Three Dimensional Geometry and Projection Operators - Notes

Differential geometry is a mathematical discipline that studies the geometry of smooth shapes and smooth spaces, i.e., smooth manifolds, using the techniques of differential calculus, integral calculus, linear algebra and multilinear algebra.
- The simplest examples of such smooth spaces are the plane and space curves and surfaces in the three-dimensional Euclidean space.
- It is the branch of mathematics that studies the geometry of curves, surfaces, and manifolds (the higher-dimensional analogs of surfaces).
- The discipline owes its name to its use of ideas and techniques from differential calculus, though the modern subject often uses algebraic and purely geometric techniques instead.
Differential geometry finds applications throughout mathematics and the natural sciences.
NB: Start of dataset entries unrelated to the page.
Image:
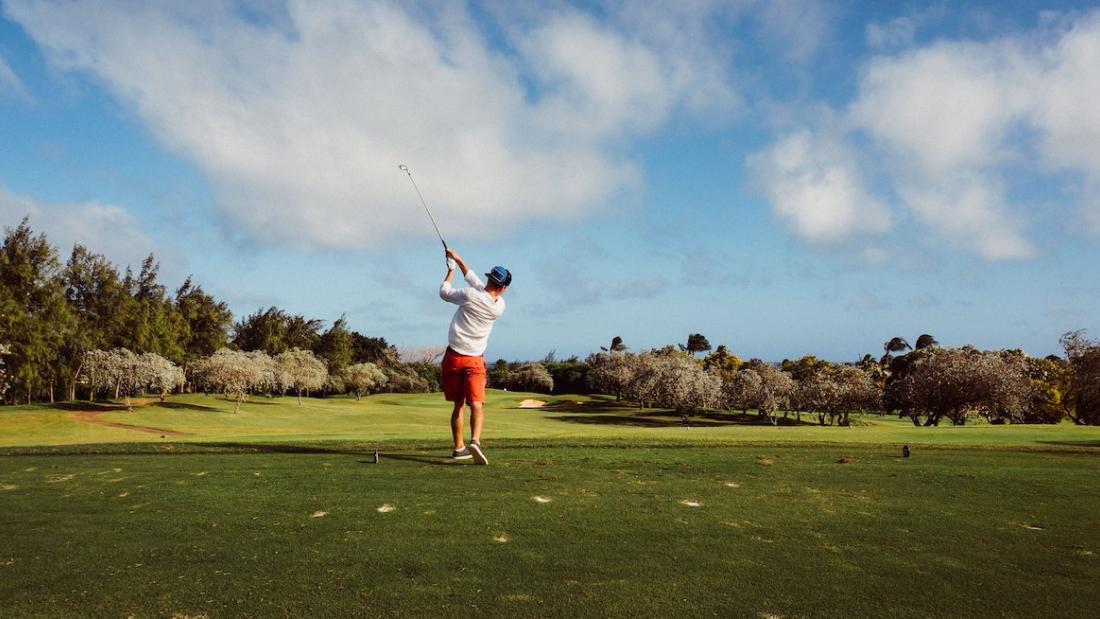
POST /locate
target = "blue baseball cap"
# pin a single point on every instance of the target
(499, 276)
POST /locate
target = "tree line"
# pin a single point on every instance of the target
(81, 328)
(84, 328)
(925, 384)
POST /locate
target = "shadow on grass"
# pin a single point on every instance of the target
(184, 406)
(282, 448)
(422, 459)
(1076, 443)
(612, 413)
(78, 406)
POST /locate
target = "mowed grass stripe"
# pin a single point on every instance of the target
(943, 533)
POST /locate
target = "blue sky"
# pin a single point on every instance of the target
(785, 177)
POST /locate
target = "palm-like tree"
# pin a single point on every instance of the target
(897, 345)
(617, 345)
(925, 341)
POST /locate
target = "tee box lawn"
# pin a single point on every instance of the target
(586, 509)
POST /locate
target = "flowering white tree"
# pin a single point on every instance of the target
(300, 371)
(235, 373)
(674, 380)
(118, 368)
(743, 390)
(3, 373)
(362, 377)
(613, 373)
(777, 388)
(161, 375)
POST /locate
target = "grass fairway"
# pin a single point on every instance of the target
(572, 518)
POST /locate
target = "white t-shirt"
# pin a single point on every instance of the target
(473, 320)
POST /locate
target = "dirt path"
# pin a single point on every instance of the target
(90, 417)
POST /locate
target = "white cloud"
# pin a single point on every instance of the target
(970, 211)
(10, 81)
(953, 125)
(901, 31)
(814, 184)
(105, 229)
(300, 123)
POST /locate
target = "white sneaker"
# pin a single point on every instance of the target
(477, 453)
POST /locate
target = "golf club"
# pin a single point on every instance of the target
(405, 168)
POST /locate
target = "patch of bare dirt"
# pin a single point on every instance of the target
(90, 417)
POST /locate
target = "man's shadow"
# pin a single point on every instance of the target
(422, 459)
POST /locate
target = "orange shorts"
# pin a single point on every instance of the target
(463, 377)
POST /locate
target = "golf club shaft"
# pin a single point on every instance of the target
(405, 168)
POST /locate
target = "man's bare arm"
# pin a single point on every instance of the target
(454, 255)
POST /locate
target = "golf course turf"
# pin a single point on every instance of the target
(279, 511)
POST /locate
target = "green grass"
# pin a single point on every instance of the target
(274, 511)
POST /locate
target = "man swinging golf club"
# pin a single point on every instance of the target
(463, 373)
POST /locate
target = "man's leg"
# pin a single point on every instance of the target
(457, 426)
(476, 419)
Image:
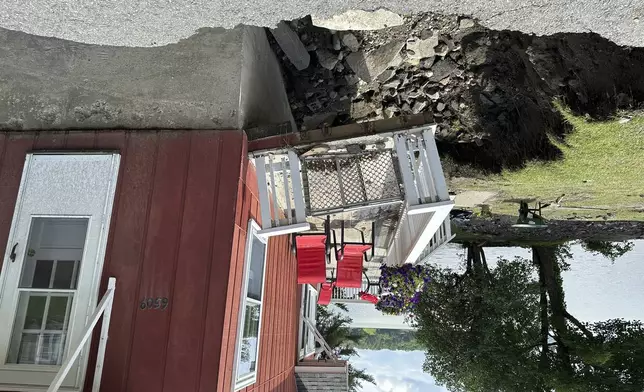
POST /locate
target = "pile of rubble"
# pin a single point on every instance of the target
(493, 93)
(337, 77)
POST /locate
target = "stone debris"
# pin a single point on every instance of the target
(326, 59)
(359, 20)
(368, 75)
(369, 66)
(351, 42)
(292, 46)
(466, 23)
(418, 48)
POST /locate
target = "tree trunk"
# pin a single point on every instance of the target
(579, 325)
(545, 323)
(548, 266)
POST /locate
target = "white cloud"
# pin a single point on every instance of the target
(395, 371)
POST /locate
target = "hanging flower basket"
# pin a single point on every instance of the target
(401, 288)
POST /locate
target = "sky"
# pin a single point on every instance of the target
(595, 288)
(395, 371)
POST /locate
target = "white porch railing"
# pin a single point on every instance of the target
(280, 179)
(104, 309)
(442, 236)
(350, 294)
(420, 167)
(319, 338)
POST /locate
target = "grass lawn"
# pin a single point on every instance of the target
(601, 175)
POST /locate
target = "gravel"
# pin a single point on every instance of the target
(160, 22)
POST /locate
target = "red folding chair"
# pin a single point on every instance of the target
(350, 266)
(350, 257)
(325, 294)
(368, 297)
(313, 252)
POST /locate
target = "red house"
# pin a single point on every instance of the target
(173, 217)
(150, 260)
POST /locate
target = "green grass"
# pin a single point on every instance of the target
(601, 173)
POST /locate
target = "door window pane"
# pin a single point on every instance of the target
(249, 345)
(35, 310)
(42, 274)
(56, 313)
(65, 278)
(256, 269)
(52, 260)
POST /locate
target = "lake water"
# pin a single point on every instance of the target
(595, 288)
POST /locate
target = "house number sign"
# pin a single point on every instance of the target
(154, 303)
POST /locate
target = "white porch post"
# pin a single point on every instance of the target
(270, 202)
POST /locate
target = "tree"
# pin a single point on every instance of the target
(480, 327)
(509, 330)
(610, 250)
(334, 328)
(357, 377)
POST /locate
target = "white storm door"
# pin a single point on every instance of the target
(52, 264)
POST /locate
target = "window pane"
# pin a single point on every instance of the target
(35, 310)
(28, 349)
(42, 274)
(64, 277)
(249, 345)
(56, 313)
(51, 349)
(53, 246)
(256, 269)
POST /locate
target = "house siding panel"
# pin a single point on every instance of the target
(278, 337)
(171, 235)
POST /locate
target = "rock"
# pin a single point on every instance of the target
(485, 100)
(443, 68)
(466, 23)
(292, 46)
(391, 111)
(394, 83)
(419, 106)
(361, 109)
(427, 33)
(314, 106)
(326, 59)
(418, 48)
(369, 65)
(441, 50)
(427, 63)
(337, 45)
(350, 41)
(359, 20)
(351, 79)
(314, 121)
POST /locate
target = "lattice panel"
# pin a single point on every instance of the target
(323, 184)
(338, 182)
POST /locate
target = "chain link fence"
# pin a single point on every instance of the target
(335, 183)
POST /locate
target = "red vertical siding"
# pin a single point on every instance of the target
(278, 337)
(178, 230)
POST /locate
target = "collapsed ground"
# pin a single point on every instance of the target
(492, 92)
(503, 101)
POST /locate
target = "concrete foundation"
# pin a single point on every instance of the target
(216, 79)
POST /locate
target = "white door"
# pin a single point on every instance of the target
(52, 265)
(309, 304)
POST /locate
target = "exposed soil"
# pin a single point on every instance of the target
(499, 230)
(492, 92)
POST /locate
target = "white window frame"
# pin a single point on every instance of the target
(93, 264)
(308, 310)
(252, 233)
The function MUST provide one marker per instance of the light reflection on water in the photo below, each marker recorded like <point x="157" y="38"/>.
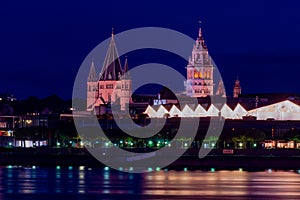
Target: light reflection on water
<point x="82" y="183"/>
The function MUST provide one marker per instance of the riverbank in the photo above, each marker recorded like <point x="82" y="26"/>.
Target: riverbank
<point x="250" y="159"/>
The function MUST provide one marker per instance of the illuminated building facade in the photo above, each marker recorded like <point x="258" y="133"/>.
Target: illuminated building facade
<point x="114" y="84"/>
<point x="199" y="81"/>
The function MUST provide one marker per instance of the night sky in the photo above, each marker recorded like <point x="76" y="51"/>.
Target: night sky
<point x="43" y="43"/>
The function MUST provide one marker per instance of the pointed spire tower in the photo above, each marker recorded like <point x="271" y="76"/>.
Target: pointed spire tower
<point x="237" y="89"/>
<point x="126" y="87"/>
<point x="221" y="89"/>
<point x="199" y="70"/>
<point x="111" y="69"/>
<point x="92" y="75"/>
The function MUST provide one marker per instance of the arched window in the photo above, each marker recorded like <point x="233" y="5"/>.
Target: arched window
<point x="195" y="74"/>
<point x="200" y="75"/>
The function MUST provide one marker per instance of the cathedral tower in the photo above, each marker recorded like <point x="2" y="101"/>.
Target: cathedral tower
<point x="126" y="87"/>
<point x="237" y="90"/>
<point x="199" y="70"/>
<point x="110" y="74"/>
<point x="114" y="84"/>
<point x="92" y="87"/>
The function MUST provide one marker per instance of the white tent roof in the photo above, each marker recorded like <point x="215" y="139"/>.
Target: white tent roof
<point x="200" y="111"/>
<point x="212" y="111"/>
<point x="227" y="113"/>
<point x="284" y="110"/>
<point x="151" y="112"/>
<point x="240" y="111"/>
<point x="175" y="112"/>
<point x="161" y="111"/>
<point x="187" y="111"/>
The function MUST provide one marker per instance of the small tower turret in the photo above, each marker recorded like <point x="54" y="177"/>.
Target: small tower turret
<point x="237" y="90"/>
<point x="92" y="87"/>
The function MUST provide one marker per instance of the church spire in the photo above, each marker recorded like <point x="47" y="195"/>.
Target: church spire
<point x="111" y="69"/>
<point x="92" y="75"/>
<point x="126" y="69"/>
<point x="200" y="30"/>
<point x="237" y="89"/>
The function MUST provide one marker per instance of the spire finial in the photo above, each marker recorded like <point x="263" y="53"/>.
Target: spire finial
<point x="200" y="31"/>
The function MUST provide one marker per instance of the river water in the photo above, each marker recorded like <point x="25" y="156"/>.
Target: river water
<point x="104" y="183"/>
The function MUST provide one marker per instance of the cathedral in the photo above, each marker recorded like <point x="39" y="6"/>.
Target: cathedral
<point x="113" y="84"/>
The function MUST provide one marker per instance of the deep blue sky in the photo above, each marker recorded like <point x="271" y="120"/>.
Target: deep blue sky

What is the use of Euclidean geometry?
- Majorly used in the field of architecture to build a variety of structures and buildings; designing is a huge application.
- In surveying, it is used to do the levelling of the ground.
Euclidean geometry is the study of geometrical shapes and figures based on different axioms and theorems.
- It is basically introduced for flat surfaces and is better explained especially for the shapes of geometrical figures and planes.
- This part of geometry was employed by the Greek mathematician Euclid, who has described it in his book Elements; therefore this geometry is also called Euclid geometry.
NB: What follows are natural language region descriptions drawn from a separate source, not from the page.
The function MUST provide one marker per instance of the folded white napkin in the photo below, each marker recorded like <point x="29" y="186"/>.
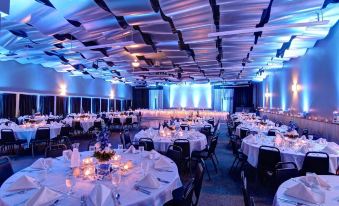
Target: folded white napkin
<point x="42" y="163"/>
<point x="162" y="163"/>
<point x="75" y="158"/>
<point x="43" y="197"/>
<point x="300" y="191"/>
<point x="314" y="181"/>
<point x="131" y="150"/>
<point x="100" y="195"/>
<point x="149" y="181"/>
<point x="331" y="148"/>
<point x="251" y="139"/>
<point x="23" y="183"/>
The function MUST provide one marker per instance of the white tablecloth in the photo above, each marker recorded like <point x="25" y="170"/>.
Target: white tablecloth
<point x="198" y="141"/>
<point x="288" y="154"/>
<point x="331" y="196"/>
<point x="55" y="179"/>
<point x="28" y="133"/>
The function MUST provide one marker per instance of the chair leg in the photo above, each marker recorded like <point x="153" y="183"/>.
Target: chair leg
<point x="214" y="164"/>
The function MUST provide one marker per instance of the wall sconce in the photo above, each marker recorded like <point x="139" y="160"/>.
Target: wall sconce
<point x="295" y="87"/>
<point x="112" y="94"/>
<point x="63" y="90"/>
<point x="267" y="94"/>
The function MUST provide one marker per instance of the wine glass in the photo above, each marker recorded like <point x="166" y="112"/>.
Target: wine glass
<point x="116" y="179"/>
<point x="70" y="182"/>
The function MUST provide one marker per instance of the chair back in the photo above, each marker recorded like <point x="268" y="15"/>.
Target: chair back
<point x="285" y="171"/>
<point x="244" y="132"/>
<point x="65" y="130"/>
<point x="184" y="144"/>
<point x="6" y="169"/>
<point x="268" y="158"/>
<point x="198" y="179"/>
<point x="245" y="193"/>
<point x="147" y="143"/>
<point x="316" y="162"/>
<point x="174" y="153"/>
<point x="55" y="150"/>
<point x="7" y="136"/>
<point x="43" y="133"/>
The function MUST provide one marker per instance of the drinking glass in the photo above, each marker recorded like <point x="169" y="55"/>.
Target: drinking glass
<point x="70" y="182"/>
<point x="116" y="179"/>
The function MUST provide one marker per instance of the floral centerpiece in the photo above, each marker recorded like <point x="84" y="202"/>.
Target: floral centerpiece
<point x="103" y="152"/>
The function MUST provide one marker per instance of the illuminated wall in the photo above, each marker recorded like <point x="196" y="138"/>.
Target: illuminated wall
<point x="190" y="96"/>
<point x="315" y="77"/>
<point x="30" y="78"/>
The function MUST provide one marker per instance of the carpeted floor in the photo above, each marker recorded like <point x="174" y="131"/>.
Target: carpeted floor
<point x="222" y="190"/>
This chapter title indicates a focus on foundational objects in 3D Euclidean space: points, line segments, vectors, rays, lines, and planes.
Subsection 1.1: Introduction
- The main objects studied in three dimensional geometry are:
- Point
- Line Segment
- Vector
- Ray
- Line
- Plane

Point
- A point is an object that has position only; it has no length, width, or thickness; it is represented by a dot (even dot has size).
Line Segment
- A straight line segment is the part of a straight line between two of its points including the two points themselves.
Vector
- A vector (or arrow) is a line segment with a specified direction; specifically, it is a directed line segment with a specified initial point and terminal point.
Ray
- The ray is the part of a straight line at a given point and extending limitless in one direction.
Line
- The line is an object that has indefinite length but no width or thickness; it is represented by the path of a piece of chalk on the blackboard or by a stretched rubber band.
- A straight line is unlimited in extent; it extends indefinitely in either direction.
- Figure 10.1.1 illustrates: straight line for a point moving in the same direction, curved line for a point moving continuously changing direction, and combinations of straight and curved lines.
- We assign the letter L to denote a line.
Plane
- A plane has infinite length and width but no thickness.
- It may be represented by a blackboard, side of a box, flat piece of paper, or by a white page in a book.
- These are representations of a plane but not a plane because they have a finite area.
- We assign the letter π to denote a plane.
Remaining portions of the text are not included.